Dans cette organisation, la puissance publique, comme aux colonies jadis, est tout : la dette française, qui s’aggrave chaque année depuis quarante ans, nourrit la finance. Avec plus de 2200 milliards d’encours, c’est l’affaire du siècle (83 nouveaux milliards vont s’y ajouter en 2018). Par son déficit toujours reconduit, la France a financé à fonds perdu des centaines de milliards d’investissements publics (autoroutes, TGV, rocades, nouveaux quartiers ou villes). Cette économie d’endettement est un vélo qui ne peut pas s’arrêter : comme son modèle colonial, elle nécessite toujours plus de carburant. Or celui-ci n’est plus l’innovation - l’industrie étant délaissée - mais la croissance de la population, de la dette et de l’aide sociale.

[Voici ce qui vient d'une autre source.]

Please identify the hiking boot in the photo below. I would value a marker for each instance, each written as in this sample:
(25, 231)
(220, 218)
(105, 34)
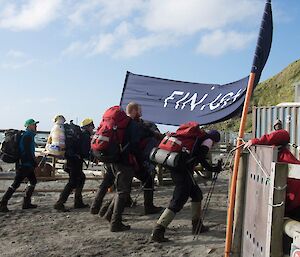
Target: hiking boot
(119, 227)
(149, 207)
(3, 207)
(152, 209)
(3, 204)
(109, 210)
(81, 205)
(27, 199)
(78, 202)
(96, 205)
(28, 205)
(198, 227)
(104, 208)
(129, 202)
(59, 206)
(118, 204)
(158, 234)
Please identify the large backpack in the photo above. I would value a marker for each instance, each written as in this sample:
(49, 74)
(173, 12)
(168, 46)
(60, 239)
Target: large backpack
(10, 151)
(176, 145)
(73, 136)
(107, 142)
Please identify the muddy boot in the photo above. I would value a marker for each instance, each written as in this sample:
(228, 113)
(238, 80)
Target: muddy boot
(27, 199)
(104, 208)
(96, 205)
(109, 210)
(78, 203)
(3, 204)
(198, 227)
(149, 207)
(129, 202)
(116, 219)
(59, 205)
(197, 224)
(158, 233)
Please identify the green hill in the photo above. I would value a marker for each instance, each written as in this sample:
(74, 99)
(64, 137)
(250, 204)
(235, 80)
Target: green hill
(280, 88)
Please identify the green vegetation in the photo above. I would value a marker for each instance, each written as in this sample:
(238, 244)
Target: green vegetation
(278, 89)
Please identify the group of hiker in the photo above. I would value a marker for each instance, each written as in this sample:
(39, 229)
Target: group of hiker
(130, 147)
(124, 143)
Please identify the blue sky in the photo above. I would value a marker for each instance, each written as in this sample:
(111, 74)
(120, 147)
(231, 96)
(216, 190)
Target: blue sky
(70, 57)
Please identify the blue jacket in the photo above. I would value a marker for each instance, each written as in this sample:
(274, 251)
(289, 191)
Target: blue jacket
(27, 150)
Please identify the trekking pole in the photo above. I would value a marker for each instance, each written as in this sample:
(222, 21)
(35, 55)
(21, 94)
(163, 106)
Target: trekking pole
(205, 207)
(210, 192)
(42, 161)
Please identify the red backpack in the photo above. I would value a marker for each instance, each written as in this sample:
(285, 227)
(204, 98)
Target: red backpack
(183, 139)
(107, 142)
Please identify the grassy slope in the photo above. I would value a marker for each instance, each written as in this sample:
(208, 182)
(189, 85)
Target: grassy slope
(273, 91)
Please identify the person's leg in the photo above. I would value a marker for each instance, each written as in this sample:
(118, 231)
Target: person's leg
(147, 180)
(9, 192)
(124, 175)
(29, 189)
(59, 205)
(107, 182)
(197, 222)
(78, 202)
(180, 196)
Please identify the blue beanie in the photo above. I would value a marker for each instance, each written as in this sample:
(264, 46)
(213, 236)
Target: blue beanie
(214, 135)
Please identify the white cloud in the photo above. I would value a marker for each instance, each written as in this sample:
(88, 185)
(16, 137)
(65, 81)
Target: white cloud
(136, 46)
(183, 17)
(130, 28)
(100, 44)
(31, 14)
(121, 43)
(218, 42)
(47, 100)
(103, 12)
(15, 59)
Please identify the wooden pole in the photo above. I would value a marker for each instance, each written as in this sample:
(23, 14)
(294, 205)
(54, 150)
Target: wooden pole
(239, 206)
(232, 192)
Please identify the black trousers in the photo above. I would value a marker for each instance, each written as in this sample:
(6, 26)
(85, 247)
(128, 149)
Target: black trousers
(143, 175)
(185, 187)
(76, 175)
(21, 174)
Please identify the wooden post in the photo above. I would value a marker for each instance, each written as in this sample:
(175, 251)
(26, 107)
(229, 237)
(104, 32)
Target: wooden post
(232, 191)
(239, 206)
(280, 181)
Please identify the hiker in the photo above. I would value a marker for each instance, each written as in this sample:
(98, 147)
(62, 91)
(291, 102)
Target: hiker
(116, 143)
(194, 150)
(24, 167)
(78, 142)
(145, 171)
(280, 137)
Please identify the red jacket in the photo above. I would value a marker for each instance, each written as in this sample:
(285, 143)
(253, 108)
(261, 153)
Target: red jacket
(282, 137)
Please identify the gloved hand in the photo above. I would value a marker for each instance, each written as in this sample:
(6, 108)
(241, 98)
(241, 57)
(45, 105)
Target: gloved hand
(248, 144)
(218, 167)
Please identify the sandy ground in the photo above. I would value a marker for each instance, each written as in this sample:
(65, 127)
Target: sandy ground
(45, 232)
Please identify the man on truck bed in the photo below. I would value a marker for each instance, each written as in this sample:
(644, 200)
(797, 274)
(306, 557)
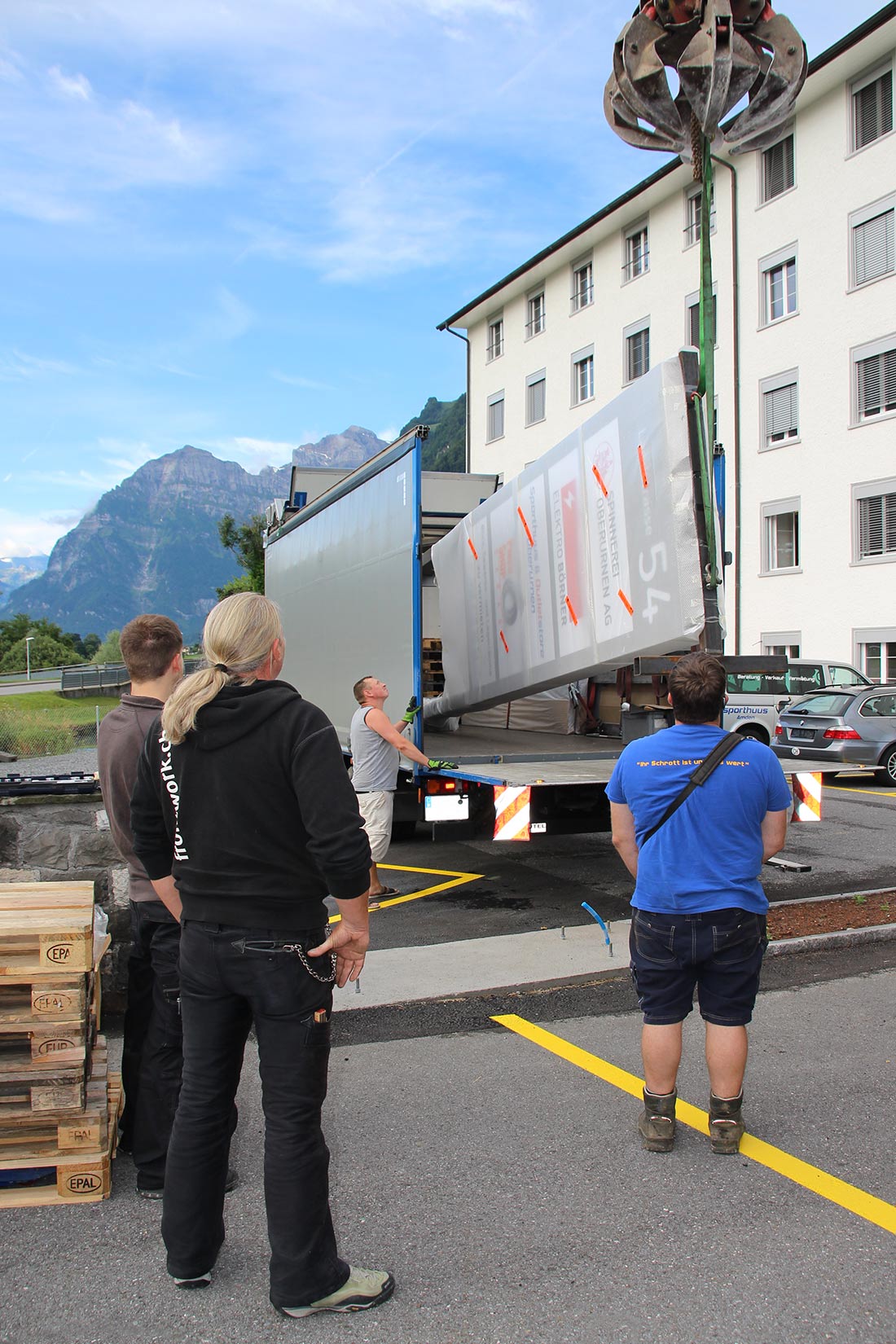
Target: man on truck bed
(699, 910)
(375, 744)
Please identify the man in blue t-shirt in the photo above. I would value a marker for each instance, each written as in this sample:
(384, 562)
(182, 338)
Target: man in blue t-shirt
(699, 910)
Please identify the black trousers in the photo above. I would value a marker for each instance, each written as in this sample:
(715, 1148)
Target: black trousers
(226, 986)
(152, 1054)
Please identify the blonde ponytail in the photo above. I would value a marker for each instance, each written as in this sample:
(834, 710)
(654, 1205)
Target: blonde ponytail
(237, 640)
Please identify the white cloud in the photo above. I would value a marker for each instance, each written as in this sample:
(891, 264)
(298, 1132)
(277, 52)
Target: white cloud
(252, 453)
(72, 86)
(16, 366)
(29, 535)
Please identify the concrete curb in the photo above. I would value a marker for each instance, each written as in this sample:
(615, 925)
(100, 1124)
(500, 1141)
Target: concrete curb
(819, 941)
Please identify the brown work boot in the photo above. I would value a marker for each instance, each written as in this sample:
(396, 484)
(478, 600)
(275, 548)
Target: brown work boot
(726, 1124)
(657, 1124)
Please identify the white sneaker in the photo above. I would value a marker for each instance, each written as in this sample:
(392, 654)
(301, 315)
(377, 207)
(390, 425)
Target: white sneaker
(362, 1289)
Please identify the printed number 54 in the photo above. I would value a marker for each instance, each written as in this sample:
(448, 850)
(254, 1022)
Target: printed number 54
(657, 560)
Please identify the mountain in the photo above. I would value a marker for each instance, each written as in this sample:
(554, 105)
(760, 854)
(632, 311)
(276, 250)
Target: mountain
(152, 545)
(16, 570)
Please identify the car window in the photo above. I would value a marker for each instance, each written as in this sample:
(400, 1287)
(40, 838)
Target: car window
(828, 705)
(805, 678)
(841, 675)
(879, 707)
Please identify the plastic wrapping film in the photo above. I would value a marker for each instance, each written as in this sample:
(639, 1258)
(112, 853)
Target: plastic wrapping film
(590, 556)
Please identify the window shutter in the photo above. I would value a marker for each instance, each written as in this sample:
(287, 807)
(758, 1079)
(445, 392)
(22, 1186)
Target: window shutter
(873, 248)
(782, 413)
(873, 109)
(778, 169)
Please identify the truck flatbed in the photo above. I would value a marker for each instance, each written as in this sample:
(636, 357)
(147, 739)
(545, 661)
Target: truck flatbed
(498, 756)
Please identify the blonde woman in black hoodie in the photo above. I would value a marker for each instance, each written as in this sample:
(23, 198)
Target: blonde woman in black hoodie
(244, 819)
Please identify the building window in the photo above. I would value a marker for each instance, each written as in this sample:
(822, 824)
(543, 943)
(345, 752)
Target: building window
(693, 200)
(582, 283)
(875, 380)
(872, 107)
(780, 409)
(635, 253)
(871, 237)
(778, 276)
(875, 520)
(496, 339)
(535, 398)
(535, 314)
(876, 653)
(693, 318)
(583, 376)
(777, 169)
(494, 417)
(782, 643)
(637, 339)
(780, 537)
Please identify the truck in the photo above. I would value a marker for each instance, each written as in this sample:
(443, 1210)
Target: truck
(477, 597)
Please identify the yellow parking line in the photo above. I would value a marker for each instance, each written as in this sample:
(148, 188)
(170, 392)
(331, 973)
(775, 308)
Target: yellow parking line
(802, 1174)
(457, 879)
(873, 793)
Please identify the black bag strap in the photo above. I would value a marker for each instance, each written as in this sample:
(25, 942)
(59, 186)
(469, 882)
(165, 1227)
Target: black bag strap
(701, 775)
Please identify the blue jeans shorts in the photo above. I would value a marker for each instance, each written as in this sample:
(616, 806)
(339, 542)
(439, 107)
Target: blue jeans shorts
(719, 952)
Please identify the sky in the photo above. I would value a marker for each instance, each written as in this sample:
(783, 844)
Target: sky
(237, 225)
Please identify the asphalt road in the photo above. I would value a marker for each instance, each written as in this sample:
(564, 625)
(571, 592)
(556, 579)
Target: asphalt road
(505, 1188)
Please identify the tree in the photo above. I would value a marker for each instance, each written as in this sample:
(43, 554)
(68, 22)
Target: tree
(16, 628)
(111, 649)
(45, 652)
(248, 543)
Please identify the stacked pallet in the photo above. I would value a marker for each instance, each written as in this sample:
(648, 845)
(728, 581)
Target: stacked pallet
(59, 1104)
(433, 671)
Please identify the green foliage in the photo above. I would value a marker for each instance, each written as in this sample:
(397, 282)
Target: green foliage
(248, 543)
(445, 449)
(111, 649)
(50, 647)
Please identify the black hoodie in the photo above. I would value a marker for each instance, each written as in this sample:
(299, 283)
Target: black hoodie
(257, 808)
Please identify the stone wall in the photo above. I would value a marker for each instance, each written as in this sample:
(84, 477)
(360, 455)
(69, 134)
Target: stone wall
(68, 839)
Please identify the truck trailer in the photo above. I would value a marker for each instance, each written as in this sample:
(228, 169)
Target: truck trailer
(471, 595)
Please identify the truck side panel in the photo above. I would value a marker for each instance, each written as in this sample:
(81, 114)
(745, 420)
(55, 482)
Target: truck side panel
(347, 581)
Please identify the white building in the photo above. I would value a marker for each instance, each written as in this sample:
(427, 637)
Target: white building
(805, 270)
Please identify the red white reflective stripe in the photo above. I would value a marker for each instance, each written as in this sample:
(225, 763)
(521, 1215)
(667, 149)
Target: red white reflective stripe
(806, 797)
(512, 814)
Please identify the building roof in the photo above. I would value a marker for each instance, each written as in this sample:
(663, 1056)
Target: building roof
(845, 43)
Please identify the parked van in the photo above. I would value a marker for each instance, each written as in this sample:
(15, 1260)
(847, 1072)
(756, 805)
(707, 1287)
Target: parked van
(755, 699)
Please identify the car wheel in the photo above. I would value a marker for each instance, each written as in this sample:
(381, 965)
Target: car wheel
(887, 769)
(754, 731)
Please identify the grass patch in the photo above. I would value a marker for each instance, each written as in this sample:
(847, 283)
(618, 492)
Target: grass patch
(45, 723)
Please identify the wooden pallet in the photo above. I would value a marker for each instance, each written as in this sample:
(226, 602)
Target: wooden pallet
(84, 1178)
(34, 941)
(53, 1096)
(43, 1048)
(42, 999)
(46, 895)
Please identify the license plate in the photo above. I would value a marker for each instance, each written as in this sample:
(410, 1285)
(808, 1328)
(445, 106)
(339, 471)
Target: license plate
(446, 806)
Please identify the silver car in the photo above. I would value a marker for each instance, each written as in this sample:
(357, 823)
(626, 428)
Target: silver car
(854, 726)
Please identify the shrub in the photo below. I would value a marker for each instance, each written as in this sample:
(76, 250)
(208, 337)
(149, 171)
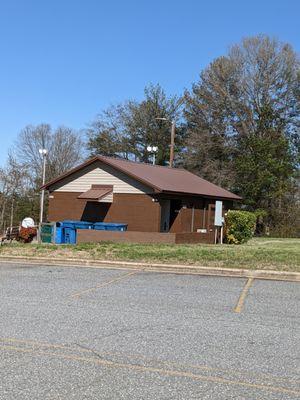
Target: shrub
(239, 226)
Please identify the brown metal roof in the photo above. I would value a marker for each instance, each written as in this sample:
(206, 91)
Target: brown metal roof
(96, 192)
(161, 179)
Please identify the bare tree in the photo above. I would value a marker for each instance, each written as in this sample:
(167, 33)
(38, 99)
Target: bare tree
(64, 145)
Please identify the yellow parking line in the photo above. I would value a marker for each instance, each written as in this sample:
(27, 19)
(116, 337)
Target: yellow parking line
(241, 301)
(141, 368)
(92, 289)
(8, 341)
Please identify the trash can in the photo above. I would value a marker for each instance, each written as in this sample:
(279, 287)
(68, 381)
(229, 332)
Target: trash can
(59, 233)
(70, 235)
(46, 232)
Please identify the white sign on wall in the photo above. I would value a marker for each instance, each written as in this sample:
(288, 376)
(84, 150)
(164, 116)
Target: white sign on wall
(218, 213)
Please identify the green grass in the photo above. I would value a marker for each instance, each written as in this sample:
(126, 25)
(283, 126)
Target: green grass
(258, 253)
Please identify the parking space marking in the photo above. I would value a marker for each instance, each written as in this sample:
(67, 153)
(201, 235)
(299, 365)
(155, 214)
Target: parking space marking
(240, 304)
(161, 371)
(92, 289)
(6, 341)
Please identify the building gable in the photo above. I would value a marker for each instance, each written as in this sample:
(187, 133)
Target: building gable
(99, 173)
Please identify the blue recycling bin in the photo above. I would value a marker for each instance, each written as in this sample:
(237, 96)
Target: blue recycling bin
(59, 234)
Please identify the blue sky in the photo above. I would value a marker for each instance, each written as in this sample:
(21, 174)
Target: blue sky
(62, 61)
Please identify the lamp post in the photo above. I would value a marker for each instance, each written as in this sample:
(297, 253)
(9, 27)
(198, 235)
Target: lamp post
(153, 150)
(172, 145)
(43, 153)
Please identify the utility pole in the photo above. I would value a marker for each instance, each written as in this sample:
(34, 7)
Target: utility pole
(43, 153)
(172, 144)
(12, 212)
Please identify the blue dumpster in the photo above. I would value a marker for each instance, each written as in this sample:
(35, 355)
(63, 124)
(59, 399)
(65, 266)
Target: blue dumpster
(109, 226)
(78, 224)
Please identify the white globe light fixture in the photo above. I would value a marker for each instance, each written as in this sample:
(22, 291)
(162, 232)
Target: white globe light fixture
(43, 152)
(153, 150)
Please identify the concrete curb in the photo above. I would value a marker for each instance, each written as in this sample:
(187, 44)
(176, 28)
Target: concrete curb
(155, 267)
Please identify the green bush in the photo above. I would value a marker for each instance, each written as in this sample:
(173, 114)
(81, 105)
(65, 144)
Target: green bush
(239, 226)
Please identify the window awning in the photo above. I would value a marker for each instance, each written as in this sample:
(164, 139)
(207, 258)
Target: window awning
(96, 193)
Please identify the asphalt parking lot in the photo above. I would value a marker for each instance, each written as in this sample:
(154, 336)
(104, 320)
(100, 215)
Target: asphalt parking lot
(84, 333)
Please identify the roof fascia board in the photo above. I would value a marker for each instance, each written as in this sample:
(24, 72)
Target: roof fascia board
(105, 161)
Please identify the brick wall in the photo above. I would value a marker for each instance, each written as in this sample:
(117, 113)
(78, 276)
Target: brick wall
(93, 236)
(136, 210)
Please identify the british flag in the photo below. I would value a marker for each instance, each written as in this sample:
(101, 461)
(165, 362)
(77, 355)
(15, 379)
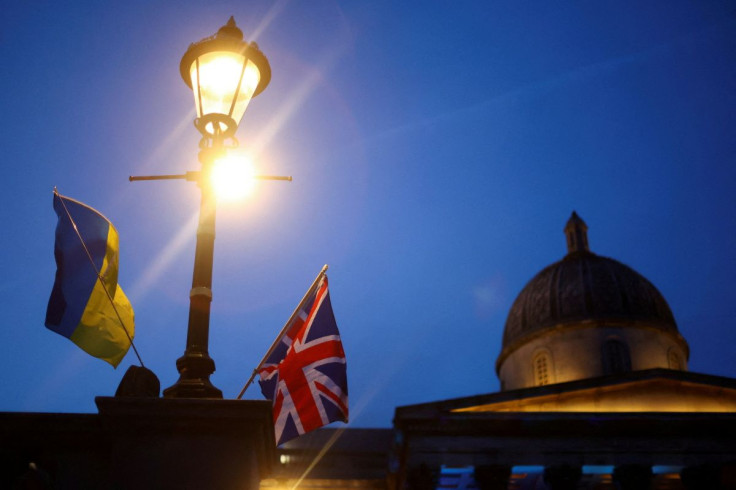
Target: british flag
(306, 375)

L’immigration et le vieillissement sont deux éléments clefs du dispositif, car l’économie sociale de redistribution repose sur la croissance nominale de la population. Qu’importe la médiocrité de la formation ou la déqualification de la main-d’œuvre : seul compte le nombre. Qu’importent les dizaines de millions d’inactifs ou d’improductifs (dont 6 millions de chômeurs si l’on tient compte des temps partiels), ils sont un moteur de cette croissance aussi extensive que poussive (moins de 1 % dans les années 2010 contre 5 % dans les années 1960) : la démographie nourrit le BTP par une constante pénurie organisée de logements et d’équipements ; elle alimente l’économie d’endettement par les déficits sociaux et publics ; elle contribue à faire tourner les grands secteurs postindustriels comme la santé et la grande distribution.